Figure 7 shows the water saturation and oil saturation at the end of foam injection. Water was able to enter the matrix block thanks to the increased pressure in the fracture during the foam injection that helped water overcome the water-oil capillary pressure. Oil saturation was low on the upper part of the rock because of water invasion and a small amount of gas that entered. Note that although the oil saturation was close to 1 at the lower part of the rock, the decane-in-place had been partially displaced by diffusion of methane and ethane.
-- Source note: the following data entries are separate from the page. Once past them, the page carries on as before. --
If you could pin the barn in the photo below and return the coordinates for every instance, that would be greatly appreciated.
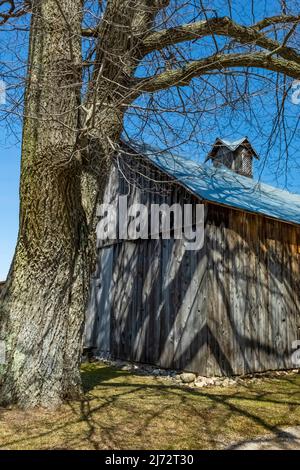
(232, 306)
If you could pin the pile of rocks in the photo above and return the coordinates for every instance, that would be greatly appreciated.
(190, 379)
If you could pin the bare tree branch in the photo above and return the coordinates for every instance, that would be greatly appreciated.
(217, 26)
(218, 62)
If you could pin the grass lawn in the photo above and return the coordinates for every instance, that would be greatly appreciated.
(127, 411)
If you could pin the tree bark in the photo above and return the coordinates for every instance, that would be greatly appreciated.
(42, 306)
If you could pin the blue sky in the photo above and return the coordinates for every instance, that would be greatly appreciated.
(257, 126)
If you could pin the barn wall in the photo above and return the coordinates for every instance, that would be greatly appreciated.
(230, 308)
(153, 291)
(253, 313)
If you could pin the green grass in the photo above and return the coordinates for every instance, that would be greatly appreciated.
(127, 411)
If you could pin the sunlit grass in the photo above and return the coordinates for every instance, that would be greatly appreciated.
(126, 411)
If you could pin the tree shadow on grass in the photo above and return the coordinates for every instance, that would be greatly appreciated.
(122, 410)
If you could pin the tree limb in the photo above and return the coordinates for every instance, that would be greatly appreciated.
(183, 76)
(217, 26)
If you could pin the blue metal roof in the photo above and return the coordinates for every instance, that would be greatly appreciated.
(223, 186)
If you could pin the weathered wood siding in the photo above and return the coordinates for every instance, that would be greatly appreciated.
(230, 308)
(253, 313)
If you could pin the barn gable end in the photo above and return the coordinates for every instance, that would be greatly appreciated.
(230, 308)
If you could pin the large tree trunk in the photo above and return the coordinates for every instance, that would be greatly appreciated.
(65, 163)
(42, 306)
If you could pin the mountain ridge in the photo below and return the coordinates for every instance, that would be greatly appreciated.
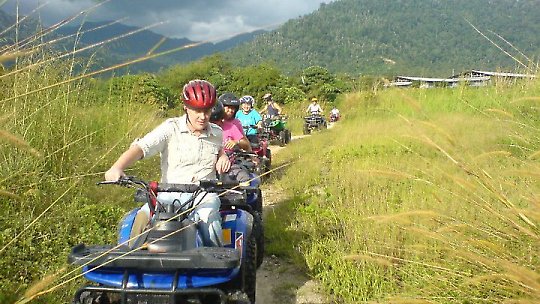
(426, 37)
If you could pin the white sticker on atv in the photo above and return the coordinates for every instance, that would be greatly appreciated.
(230, 217)
(239, 242)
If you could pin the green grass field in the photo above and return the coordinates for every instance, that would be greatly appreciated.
(419, 196)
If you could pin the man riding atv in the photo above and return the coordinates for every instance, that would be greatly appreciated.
(314, 121)
(271, 108)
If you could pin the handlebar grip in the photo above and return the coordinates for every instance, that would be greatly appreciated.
(178, 188)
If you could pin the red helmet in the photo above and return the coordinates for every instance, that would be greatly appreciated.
(199, 95)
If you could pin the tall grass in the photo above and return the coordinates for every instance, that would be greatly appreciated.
(54, 145)
(419, 196)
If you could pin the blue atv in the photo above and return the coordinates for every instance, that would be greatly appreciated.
(168, 263)
(246, 170)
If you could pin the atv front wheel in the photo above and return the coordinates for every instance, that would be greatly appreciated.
(258, 231)
(91, 297)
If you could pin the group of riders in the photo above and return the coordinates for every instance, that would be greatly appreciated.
(314, 108)
(198, 146)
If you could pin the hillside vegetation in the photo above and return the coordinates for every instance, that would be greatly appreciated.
(418, 196)
(388, 37)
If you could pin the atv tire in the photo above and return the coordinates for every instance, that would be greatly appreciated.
(91, 297)
(246, 281)
(288, 136)
(282, 138)
(258, 232)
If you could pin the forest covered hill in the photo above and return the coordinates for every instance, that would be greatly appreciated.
(127, 42)
(388, 37)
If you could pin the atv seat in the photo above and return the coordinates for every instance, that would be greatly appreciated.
(197, 258)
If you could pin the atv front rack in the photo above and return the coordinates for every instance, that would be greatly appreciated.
(211, 258)
(102, 294)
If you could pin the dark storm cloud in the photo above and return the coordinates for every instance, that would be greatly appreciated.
(197, 20)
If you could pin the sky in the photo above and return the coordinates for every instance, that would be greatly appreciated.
(197, 20)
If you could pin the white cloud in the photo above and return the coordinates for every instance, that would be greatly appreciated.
(197, 20)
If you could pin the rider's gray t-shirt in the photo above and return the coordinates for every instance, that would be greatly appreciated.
(185, 157)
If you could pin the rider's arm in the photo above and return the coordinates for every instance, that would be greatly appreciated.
(244, 144)
(278, 108)
(223, 163)
(133, 154)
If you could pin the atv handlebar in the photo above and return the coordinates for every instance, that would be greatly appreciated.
(205, 185)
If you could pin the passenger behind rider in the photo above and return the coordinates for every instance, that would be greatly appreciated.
(334, 112)
(314, 108)
(251, 119)
(272, 109)
(233, 136)
(233, 132)
(191, 150)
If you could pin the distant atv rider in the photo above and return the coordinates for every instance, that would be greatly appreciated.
(191, 150)
(314, 108)
(251, 119)
(272, 109)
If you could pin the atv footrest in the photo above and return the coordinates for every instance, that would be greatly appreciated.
(197, 258)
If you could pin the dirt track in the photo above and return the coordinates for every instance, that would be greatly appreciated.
(280, 282)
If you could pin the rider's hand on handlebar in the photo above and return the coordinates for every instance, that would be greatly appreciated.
(223, 164)
(230, 144)
(114, 174)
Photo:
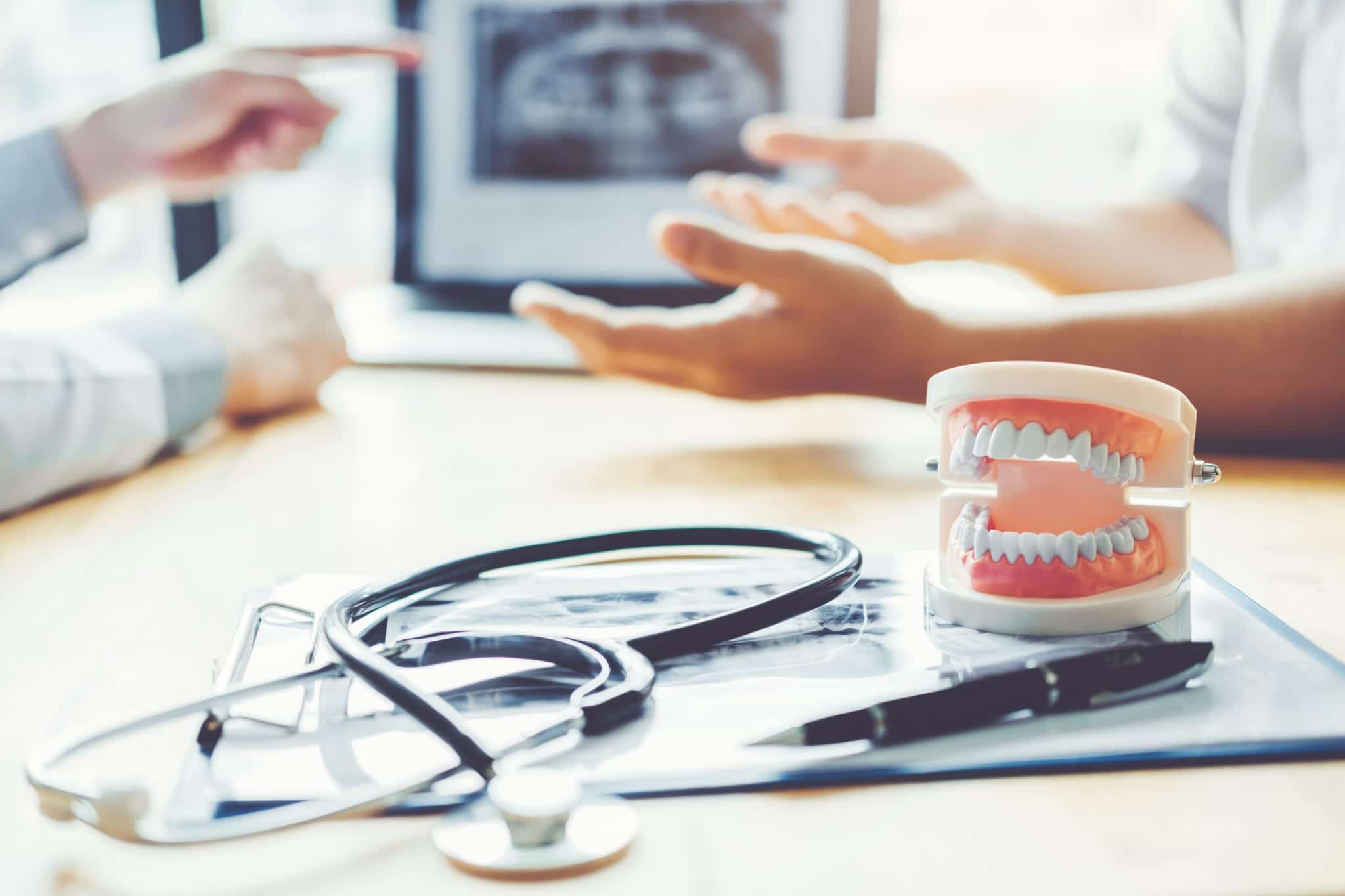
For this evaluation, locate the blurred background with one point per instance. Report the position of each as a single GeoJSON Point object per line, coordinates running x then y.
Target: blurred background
{"type": "Point", "coordinates": [1039, 98]}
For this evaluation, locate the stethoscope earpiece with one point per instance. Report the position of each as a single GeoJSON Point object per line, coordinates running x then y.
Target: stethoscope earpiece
{"type": "Point", "coordinates": [536, 822]}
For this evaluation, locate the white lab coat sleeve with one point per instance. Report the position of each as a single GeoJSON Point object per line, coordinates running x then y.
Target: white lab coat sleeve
{"type": "Point", "coordinates": [41, 210]}
{"type": "Point", "coordinates": [1187, 150]}
{"type": "Point", "coordinates": [91, 405]}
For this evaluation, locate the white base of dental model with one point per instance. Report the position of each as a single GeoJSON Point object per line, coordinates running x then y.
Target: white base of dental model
{"type": "Point", "coordinates": [1000, 469]}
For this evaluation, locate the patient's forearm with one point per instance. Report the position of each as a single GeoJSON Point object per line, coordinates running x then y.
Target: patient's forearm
{"type": "Point", "coordinates": [1259, 355]}
{"type": "Point", "coordinates": [1137, 246]}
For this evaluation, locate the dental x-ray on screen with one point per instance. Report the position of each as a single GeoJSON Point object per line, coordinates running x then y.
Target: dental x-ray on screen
{"type": "Point", "coordinates": [549, 132]}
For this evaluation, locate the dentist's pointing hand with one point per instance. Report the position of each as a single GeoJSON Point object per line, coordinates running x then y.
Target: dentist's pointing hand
{"type": "Point", "coordinates": [807, 316]}
{"type": "Point", "coordinates": [210, 116]}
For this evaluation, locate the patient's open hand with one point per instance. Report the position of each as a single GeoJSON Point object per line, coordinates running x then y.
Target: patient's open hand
{"type": "Point", "coordinates": [807, 316]}
{"type": "Point", "coordinates": [902, 200]}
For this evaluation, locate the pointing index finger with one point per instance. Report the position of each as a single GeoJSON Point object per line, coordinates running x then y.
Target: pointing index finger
{"type": "Point", "coordinates": [405, 49]}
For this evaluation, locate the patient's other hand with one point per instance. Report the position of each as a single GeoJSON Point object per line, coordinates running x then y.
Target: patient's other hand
{"type": "Point", "coordinates": [902, 200]}
{"type": "Point", "coordinates": [278, 331]}
{"type": "Point", "coordinates": [807, 316]}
3.2. Sensitivity Study by Increasing Foam Strength

This study is aimed to investigate the effect of foam strength on the oil recovery and pressure drop based on the above case. All parameters were kept the same as the above base case except that fmmob was artificially increased by 10 times, i.e., to 1100. Simulation was conducted and the comparison of simulation results for oil recovery and pressure drop are plot in Figure 8. The sensitivity study shows that the pressure drop increases greatly as fmmob is 10 times higher than the base case. The resulting oil recovery during the foam injection period is 26% OOIP compared to 22% OOIP of the base case, generating a 4% additional oil recovery. Figure 9 compares the reciprocal of the foam mobility reduction factor (FM−1) in the fracture at the end of foam injection (3.2 PV). The FM−1 value is close to fmmob at the upper part of the fracture for each of the case. The lower part of fracture has weaker foam, mainly because the water saturation is lower and oil saturation is higher. This case indicates that increasing foam strength is helpful to improved oil recovery in such a case.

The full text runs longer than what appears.